Find the square root of complex number -8-6iLearn how to find the square roots of complex numbers! This video covers two examples, showing you the step-by-step process of calculating square roots of complex numbers. Perfect for complex number beginners!

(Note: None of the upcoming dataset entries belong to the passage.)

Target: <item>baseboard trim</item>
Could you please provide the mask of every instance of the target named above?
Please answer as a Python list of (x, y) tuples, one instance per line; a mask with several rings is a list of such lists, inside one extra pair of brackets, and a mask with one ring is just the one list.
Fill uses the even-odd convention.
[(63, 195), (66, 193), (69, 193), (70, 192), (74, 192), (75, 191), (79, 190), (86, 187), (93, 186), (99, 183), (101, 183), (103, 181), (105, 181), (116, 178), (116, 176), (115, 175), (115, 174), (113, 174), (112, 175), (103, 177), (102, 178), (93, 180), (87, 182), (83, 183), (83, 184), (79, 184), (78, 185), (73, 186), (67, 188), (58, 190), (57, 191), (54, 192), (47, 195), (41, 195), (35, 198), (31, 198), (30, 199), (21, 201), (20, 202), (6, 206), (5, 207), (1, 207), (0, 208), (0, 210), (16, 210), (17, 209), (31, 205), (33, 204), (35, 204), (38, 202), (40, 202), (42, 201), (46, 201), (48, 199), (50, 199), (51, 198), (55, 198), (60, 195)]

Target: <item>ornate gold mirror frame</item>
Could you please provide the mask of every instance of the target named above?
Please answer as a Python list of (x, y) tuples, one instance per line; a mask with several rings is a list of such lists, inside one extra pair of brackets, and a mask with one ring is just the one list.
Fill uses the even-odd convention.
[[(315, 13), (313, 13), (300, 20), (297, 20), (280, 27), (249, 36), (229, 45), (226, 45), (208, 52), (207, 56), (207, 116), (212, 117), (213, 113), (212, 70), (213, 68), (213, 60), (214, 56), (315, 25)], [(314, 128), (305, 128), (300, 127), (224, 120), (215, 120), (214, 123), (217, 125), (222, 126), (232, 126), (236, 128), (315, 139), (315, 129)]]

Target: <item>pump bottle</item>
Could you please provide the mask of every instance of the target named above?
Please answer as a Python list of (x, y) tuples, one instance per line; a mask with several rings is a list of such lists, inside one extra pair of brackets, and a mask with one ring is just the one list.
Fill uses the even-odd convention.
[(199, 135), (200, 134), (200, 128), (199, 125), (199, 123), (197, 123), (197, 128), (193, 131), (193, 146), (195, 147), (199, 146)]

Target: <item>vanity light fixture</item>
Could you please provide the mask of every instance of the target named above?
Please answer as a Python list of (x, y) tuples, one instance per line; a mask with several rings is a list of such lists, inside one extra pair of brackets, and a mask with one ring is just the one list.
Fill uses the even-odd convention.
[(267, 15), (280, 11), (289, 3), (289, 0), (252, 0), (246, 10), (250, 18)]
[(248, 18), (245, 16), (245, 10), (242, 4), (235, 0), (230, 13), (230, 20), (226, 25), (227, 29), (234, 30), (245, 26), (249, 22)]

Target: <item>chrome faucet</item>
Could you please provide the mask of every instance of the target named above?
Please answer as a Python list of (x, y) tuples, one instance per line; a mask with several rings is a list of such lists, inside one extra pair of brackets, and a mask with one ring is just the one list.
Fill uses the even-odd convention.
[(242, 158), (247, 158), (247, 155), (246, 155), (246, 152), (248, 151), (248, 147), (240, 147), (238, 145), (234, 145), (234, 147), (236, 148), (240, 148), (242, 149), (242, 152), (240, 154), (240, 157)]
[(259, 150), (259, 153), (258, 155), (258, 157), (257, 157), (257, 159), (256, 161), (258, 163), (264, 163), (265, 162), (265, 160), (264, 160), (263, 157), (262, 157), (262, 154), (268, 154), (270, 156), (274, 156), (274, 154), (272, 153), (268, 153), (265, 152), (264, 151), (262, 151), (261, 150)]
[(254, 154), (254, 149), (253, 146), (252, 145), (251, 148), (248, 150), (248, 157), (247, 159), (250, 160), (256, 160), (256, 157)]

𝐐𝐮𝐞𝐬𝐭𝐢𝐨𝐧: Find the square root of complex number -8-6i
𝐒𝐨𝐥𝐮𝐭𝐢𝐨𝐧:
Let the square root of -8 - 6i be x + yi, where x and y are real numbers.
Then, (x + yi)² = -8 - 6i
Expanding the left side, we get:
x² + 2xyi + (yi)² = -8 - 6i
x² + 2xyi - y² = -8 - 6i
(x² - y²) + (2xy)i = -8 - 6i
Equating the real and imaginary parts, we get two equations:
1) x² - y² = -8
2) 2xy = -6 = xy = -3
From the second equation, y = -3/x. Substitute this into the first equation:
x² - (-3/x)² = -8
x² - 9/x² = -8
Multiply the entire equation by x²:
x⁴ - 9 = -8x²
x⁴ + 8x² - 9 = 0
This is a quadratic equation in x². Let u = x². Then the equation becomes:
u² + 8u - 9 = 0
Factor the quadratic:
(u + 9)(u - 1) = 0
So, u = -9 or u = 1.
Since x is a real number, x² must be non-negative. Therefore, x² = 1, which gives x = ±1.
Now find the corresponding values of y using y = -3/x:
If x = 1, y = -3/1 = -3.
If x = -1, y = -3/(-1) = 3.
Thus, the square roots of -8 - 6i are 1 - 3i and -1 + 3i. We can write this as ±(1 - 3i).